Which brings us to the second angle: how House Republicans waged this fight.
The House allotted a couple of minutes to vote on Maloney’s measure, and when time was up, the amendment appeared to have passed. Except, in a fairly unusual move, Republican leaders decided to keep the vote open for a while in order to get some GOP members to switch their vote and endorse discrimination rights. What was a two-minute vote turned into an eight-minute vote – the kind of abuse Republicans used to condemn – so GOP leaders could twist arms and get the outcome they wanted.
And thus, “chaos.”
Democratic leaders, outraged by the ugliness and underhanded tactics, decided to name names, releasing the list of the seven House Republicans who agreed to switch their vote, after time had expired, to advance the anti-LGBT policy (in alphabetical order): Reps. Jeff Denham (R- Calif.), Darrell Issa (R-Calif.), Bruce Poliquin (R-Maine), David Valadao (R-Calif.), Greg Walden (R-Ore.), Mimi Walters (R- Calif.), and David Young (R-Iowa).
Each of these members initially voted to do the right thing, but each reversed course.
And what of House Speaker Paul Ryan (R-Wis.), who ostensibly leads the chamber and opposes keeping votes open like this?

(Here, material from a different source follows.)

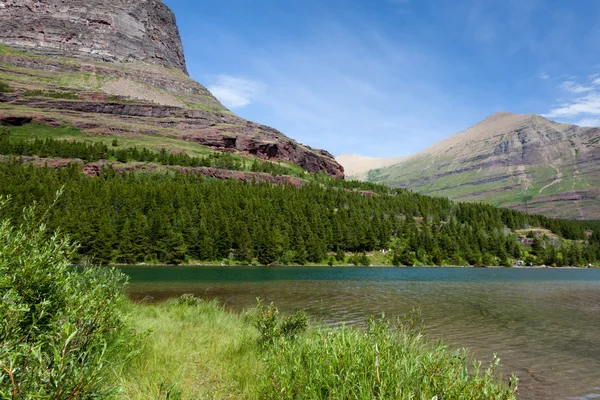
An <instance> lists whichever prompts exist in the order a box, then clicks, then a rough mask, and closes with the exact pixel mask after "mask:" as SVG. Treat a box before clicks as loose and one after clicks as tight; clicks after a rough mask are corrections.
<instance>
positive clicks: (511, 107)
mask: <svg viewBox="0 0 600 400" xmlns="http://www.w3.org/2000/svg"><path fill="white" fill-rule="evenodd" d="M163 1H164V2H165V4H167V5H168V6H169V7H170V8H171V9H172V10H173V11H174V12H175V15H176V17H177V22H178V26H179V30H180V33H181V36H182V40H183V46H184V50H185V54H186V60H187V66H188V71H189V73H190V75H191V77H192V78H194V79H195V80H197V81H198V82H200V83H201V84H203V85H204V86H206V87H207V88H208V89H209V90H210V91H211V92H212V93H213V94H214V95H215V96H216V97H217V98H218V99H219V100H220V101H221V102H222V103H223V104H224V105H225V106H226V107H227V108H229V109H230V110H231V111H233V112H234V113H236V114H237V115H239V116H241V117H243V118H246V119H249V120H252V121H255V122H259V123H261V124H264V125H268V126H272V127H274V128H276V129H278V130H280V131H281V132H283V133H284V134H286V135H287V136H289V137H291V138H293V139H295V140H297V141H299V142H301V143H304V144H307V145H309V146H311V147H315V148H322V149H326V150H328V151H329V152H331V153H332V154H334V155H336V156H337V155H340V154H347V153H355V154H361V155H366V156H371V157H398V156H403V155H408V154H412V153H415V152H418V151H421V150H423V149H425V148H427V147H429V146H430V145H432V144H434V143H436V142H438V141H440V140H442V139H445V138H447V137H449V136H451V135H453V134H455V133H458V132H460V131H462V130H464V129H467V128H468V127H470V126H472V125H474V124H476V123H477V122H479V121H481V120H483V119H484V118H486V117H487V116H489V115H491V114H493V113H495V112H499V111H508V112H514V113H522V114H529V113H535V114H540V115H543V116H545V117H547V118H549V119H552V120H554V121H558V122H566V123H574V124H578V125H582V126H600V1H598V0H228V1H206V0H163Z"/></svg>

The Wisconsin congressman told reporters he agreed with the far-right position and wants to undo the administration’s policy. “This is federalism. The states should do this. The federal government shouldn’t stick its nose in this business,” Ryan said.
Or as Slate’s Mark Joseph Stern put it, the Speaker of the House “believes that states should decide whether the federal government should allow federal contractors to use federal tax dollars to engage in anti-LGBTQ discrimination when working on federal projects overseen by federal agencies. And this man is the intellectual leader of the Republican Party.”
Paul Ryan keeps facing leadership tests. He keeps flunking.